Class FeatureConnector

Defined in core/features/feature.py.

Abstract base class for feature types.

This class provides an interface between the way the information is stored on disk, and the way it is presented to the user.

Here is a diagram on how FeatureConnector methods fit into the data generation/reading:

generator => encode_example() => tf_example => decode_example() => data dict

The connector can either get raw or dictionary values as input, depending on the connector type.

Properties

dtype

Return the dtype (or dict of dtype) of this FeatureConnector.

serialized_keys

List of the flattened feature keys after serialization.

shape

Return the shape (or dict of shape) of this FeatureConnector.

Methods

decode_example

decode_example(tfexample_data)

Decode the feature dict to TF compatible input.

Args:

  • tfexample_data: Data or dictionary of data, as read by the tf-example reader. It correspond to the tf.Tensor() (or dict of tf.Tensor()) extracted from the tf.train.Example, matching the info defined in get_serialize_info().

Returns:

  • tensor_data: Tensor or dictionary of tensor, output of the tf.data.Dataset object

encode_example

encode_example(example_data)

Encode the feature dict into tf-example compatible input.

The input example_data can be anything that the user passed at data generation. For example:

For features:

features={
    'image': tfds.features.Image(),
    'custom_feature': tfds.features.CustomFeature(),
}

At data generation (in _generate_examples), if the user yields:

yield {
    'image': 'path/to/img.png',
    'custom_feature': [123, 'str', lambda x: x+1]
}

Then:

Args:

  • example_data: Value or dictionary of values to convert into tf-example compatible data.

Returns:

  • tfexample_data: Data or dictionary of data to write as tf-example. Data can be a list or numpy array. Note that numpy arrays are flattened so it's the feature connector responsibility to reshape them in decode_example().
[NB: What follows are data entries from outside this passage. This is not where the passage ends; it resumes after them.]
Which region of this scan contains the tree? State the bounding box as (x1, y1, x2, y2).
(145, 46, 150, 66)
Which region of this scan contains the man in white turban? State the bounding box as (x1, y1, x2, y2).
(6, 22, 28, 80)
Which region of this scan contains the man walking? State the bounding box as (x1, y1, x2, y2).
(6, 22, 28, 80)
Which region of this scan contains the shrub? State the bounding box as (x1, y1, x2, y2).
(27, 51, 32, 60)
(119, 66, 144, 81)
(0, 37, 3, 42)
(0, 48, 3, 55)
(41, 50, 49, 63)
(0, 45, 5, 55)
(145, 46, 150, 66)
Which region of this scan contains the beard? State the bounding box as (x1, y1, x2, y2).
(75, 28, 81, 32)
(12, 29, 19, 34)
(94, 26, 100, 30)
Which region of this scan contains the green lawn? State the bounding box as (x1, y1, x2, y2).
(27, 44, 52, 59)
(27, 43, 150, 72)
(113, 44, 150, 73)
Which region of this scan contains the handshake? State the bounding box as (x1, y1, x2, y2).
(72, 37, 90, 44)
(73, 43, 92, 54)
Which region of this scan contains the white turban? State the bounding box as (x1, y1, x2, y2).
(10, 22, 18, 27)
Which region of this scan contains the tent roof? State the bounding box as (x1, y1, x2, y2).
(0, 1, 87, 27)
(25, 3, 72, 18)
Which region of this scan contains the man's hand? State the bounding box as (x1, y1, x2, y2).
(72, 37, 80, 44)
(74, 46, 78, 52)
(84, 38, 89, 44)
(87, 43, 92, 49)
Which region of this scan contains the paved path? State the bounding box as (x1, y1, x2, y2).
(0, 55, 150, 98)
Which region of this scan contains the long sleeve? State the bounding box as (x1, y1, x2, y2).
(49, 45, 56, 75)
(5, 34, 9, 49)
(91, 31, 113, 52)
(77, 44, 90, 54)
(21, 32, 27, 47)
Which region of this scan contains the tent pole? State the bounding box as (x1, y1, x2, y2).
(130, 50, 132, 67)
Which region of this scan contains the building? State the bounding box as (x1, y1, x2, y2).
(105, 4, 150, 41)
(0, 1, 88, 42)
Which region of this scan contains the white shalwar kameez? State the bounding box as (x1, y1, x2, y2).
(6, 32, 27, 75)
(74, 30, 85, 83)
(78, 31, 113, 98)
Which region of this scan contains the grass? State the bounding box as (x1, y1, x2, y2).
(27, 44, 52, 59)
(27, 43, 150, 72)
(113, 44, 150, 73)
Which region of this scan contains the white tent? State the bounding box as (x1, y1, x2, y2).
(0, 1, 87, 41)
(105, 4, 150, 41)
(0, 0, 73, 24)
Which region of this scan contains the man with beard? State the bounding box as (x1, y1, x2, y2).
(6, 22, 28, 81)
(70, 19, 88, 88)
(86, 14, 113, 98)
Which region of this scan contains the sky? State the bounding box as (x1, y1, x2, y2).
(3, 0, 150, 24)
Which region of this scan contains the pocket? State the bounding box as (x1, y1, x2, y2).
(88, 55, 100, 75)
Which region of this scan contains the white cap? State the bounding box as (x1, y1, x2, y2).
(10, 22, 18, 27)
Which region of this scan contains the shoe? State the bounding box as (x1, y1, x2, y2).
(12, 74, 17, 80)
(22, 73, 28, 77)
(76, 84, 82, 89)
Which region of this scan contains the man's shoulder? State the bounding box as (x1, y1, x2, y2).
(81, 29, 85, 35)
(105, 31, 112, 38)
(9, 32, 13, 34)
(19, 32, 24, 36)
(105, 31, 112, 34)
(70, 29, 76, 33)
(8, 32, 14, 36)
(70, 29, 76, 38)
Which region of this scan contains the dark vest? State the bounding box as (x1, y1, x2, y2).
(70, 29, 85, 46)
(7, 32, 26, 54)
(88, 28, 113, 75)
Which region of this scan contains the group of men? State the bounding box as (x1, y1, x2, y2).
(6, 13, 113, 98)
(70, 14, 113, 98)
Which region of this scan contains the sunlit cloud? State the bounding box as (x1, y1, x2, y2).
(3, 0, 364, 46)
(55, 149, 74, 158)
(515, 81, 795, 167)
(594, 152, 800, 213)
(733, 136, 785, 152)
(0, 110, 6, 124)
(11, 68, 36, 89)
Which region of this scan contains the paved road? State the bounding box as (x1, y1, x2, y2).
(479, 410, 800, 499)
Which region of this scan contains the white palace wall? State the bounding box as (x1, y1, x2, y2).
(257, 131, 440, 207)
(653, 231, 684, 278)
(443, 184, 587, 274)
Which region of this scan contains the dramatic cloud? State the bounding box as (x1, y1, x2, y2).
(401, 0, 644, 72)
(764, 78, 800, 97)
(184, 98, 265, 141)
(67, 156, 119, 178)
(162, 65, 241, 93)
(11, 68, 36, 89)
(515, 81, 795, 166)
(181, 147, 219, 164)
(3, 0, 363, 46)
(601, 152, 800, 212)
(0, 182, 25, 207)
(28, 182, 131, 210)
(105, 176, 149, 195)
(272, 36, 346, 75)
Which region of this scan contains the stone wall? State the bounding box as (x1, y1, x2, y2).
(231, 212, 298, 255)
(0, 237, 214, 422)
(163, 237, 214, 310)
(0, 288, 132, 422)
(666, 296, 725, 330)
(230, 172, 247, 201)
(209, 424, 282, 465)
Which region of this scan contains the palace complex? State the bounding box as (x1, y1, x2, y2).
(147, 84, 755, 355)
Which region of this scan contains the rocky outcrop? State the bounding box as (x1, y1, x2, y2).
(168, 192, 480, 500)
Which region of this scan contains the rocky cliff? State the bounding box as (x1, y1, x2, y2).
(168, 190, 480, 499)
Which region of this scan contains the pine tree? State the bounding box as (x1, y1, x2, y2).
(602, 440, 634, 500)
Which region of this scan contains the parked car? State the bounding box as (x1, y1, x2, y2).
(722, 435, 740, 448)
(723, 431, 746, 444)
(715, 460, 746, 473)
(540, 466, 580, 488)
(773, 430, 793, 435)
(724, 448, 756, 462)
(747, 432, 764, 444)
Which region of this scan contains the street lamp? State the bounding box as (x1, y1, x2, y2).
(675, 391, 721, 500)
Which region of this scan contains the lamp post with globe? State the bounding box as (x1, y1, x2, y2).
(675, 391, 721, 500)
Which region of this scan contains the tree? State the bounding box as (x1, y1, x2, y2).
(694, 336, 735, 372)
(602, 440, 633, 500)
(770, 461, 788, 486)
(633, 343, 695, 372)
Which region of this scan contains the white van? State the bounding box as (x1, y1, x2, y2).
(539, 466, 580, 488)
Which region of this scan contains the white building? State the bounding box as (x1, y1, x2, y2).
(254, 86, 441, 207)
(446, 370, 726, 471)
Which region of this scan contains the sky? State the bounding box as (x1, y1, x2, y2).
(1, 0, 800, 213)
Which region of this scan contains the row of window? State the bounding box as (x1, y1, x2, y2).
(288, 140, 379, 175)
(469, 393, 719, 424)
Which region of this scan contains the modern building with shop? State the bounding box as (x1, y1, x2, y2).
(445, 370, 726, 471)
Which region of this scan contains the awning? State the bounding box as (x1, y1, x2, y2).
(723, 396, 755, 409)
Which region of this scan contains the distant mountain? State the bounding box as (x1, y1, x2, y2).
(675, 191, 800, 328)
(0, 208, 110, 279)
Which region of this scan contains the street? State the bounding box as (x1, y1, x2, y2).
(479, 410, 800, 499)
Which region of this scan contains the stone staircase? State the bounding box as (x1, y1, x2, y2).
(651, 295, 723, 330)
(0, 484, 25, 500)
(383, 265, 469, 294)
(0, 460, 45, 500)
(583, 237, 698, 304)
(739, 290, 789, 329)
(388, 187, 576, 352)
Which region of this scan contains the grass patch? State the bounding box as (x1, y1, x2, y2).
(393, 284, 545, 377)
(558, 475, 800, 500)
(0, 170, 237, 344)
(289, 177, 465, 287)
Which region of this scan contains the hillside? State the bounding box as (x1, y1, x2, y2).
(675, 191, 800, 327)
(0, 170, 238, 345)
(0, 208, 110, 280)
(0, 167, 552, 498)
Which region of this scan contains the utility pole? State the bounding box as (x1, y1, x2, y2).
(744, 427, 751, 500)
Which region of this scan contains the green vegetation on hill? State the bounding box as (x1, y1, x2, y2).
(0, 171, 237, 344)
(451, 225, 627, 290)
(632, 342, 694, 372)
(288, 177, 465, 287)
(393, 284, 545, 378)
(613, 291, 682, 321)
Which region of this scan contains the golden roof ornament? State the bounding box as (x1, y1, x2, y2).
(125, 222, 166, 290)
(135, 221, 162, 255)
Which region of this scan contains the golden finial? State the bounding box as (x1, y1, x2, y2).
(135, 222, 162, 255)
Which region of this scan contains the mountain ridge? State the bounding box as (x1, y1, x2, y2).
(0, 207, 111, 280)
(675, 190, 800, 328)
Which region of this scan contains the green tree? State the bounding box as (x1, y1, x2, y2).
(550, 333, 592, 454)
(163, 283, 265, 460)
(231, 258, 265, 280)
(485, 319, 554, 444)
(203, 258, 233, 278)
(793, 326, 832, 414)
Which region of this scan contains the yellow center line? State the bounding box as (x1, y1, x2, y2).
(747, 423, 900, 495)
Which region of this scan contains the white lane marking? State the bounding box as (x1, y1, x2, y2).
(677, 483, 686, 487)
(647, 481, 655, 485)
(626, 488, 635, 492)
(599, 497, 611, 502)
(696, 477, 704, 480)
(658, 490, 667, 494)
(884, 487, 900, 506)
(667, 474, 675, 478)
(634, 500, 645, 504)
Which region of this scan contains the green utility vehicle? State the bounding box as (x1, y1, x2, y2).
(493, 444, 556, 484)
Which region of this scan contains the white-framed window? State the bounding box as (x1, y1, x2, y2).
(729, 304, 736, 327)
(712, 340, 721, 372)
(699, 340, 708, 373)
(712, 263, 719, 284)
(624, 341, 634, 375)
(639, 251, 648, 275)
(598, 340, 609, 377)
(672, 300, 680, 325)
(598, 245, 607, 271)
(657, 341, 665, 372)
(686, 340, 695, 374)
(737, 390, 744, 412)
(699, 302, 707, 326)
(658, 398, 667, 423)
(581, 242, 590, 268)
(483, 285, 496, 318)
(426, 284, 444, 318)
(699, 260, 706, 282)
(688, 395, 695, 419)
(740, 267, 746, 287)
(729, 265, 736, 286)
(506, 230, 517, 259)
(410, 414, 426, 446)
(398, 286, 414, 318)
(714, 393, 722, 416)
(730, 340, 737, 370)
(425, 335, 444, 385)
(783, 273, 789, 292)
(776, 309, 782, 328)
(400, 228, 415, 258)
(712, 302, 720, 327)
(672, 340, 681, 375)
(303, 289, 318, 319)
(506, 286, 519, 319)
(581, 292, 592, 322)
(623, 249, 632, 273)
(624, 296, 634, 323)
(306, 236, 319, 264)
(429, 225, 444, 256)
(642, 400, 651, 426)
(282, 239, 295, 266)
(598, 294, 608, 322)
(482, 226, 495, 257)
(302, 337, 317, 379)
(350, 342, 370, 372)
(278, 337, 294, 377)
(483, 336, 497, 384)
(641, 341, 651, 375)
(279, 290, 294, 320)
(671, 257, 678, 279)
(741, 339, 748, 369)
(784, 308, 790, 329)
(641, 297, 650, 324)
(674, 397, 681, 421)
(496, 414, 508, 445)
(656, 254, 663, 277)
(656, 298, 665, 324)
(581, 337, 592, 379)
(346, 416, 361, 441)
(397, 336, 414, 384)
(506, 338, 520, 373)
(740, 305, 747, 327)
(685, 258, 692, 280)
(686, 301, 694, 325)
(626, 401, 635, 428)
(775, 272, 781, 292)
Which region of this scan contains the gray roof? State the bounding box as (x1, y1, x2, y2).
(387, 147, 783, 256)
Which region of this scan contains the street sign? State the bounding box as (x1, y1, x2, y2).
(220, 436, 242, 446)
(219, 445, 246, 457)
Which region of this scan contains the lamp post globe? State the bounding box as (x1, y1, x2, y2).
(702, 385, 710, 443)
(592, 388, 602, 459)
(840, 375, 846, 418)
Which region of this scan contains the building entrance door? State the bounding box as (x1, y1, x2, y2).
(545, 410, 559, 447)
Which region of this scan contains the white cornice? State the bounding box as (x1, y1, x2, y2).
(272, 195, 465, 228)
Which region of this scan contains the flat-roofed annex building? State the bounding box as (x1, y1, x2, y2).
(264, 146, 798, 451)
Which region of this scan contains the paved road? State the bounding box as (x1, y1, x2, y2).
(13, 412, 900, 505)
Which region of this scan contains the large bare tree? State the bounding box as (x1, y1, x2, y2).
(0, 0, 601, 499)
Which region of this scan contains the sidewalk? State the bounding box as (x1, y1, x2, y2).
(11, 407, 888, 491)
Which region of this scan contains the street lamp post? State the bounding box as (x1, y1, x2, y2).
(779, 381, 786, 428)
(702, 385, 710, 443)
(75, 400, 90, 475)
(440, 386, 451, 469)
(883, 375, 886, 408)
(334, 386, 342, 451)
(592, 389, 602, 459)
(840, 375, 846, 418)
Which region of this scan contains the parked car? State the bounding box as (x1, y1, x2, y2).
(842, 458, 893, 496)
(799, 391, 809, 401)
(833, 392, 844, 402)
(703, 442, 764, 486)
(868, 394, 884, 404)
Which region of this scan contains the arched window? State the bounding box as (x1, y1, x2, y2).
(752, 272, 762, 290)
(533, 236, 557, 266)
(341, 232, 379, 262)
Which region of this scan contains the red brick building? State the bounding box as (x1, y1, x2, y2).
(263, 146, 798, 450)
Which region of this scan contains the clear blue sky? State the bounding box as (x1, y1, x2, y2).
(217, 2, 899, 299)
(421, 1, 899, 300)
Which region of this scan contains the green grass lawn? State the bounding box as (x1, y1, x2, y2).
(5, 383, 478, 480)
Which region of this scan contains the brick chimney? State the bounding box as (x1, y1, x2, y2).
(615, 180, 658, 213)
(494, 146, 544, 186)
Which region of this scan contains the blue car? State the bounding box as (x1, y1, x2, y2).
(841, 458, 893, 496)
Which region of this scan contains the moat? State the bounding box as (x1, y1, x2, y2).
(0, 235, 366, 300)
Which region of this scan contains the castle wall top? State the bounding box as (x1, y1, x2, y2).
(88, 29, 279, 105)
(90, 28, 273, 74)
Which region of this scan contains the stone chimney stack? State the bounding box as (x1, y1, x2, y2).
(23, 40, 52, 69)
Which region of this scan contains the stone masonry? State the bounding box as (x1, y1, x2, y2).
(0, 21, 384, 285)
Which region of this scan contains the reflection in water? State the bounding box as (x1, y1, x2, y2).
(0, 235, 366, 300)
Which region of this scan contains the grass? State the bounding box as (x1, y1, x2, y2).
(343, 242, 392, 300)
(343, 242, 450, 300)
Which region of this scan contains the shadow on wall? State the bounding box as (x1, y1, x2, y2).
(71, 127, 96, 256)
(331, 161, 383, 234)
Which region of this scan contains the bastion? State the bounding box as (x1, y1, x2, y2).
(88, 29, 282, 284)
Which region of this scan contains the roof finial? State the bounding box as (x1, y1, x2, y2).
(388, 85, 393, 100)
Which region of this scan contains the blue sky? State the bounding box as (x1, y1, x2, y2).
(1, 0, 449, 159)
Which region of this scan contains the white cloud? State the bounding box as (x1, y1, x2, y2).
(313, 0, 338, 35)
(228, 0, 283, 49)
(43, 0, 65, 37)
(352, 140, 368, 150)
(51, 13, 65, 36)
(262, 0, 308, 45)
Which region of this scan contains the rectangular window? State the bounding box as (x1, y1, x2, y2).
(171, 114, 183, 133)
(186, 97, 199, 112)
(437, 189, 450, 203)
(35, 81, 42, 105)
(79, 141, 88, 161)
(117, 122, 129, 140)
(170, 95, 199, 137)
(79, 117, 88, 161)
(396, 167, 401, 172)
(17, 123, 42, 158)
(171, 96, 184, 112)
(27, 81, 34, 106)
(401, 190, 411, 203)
Note that tf.train.Example only supports int64, float32 and string so the data returned here should be integer, float or string. User type can be restored in decode_example().

get_serialized_info

get_serialized_info()

Return the tf-example features for the adapter, as stored on disk.

This function indicates how this feature is encoded on file internally. The DatasetBuilder are written on disk as tf.train.Example proto.

Ex:

return {
    'image': tf.VarLenFeature(tf.uint8):
    'height': tf.FixedLenFeature((), tf.int32),
    'width': tf.FixedLenFeature((), tf.int32),
}

FeatureConnector which are not containers should return the feature proto directly:

return tf.FixedLenFeature((64, 64), tf.uint8)

If not defined, the retuned values are automatically deduced from the get_tensor_info function.

Returns:

  • features: Either a dict of feature proto object, or a feature proto object

get_tensor_info

get_tensor_info()

Return the tf.Tensor dtype/shape of the feature.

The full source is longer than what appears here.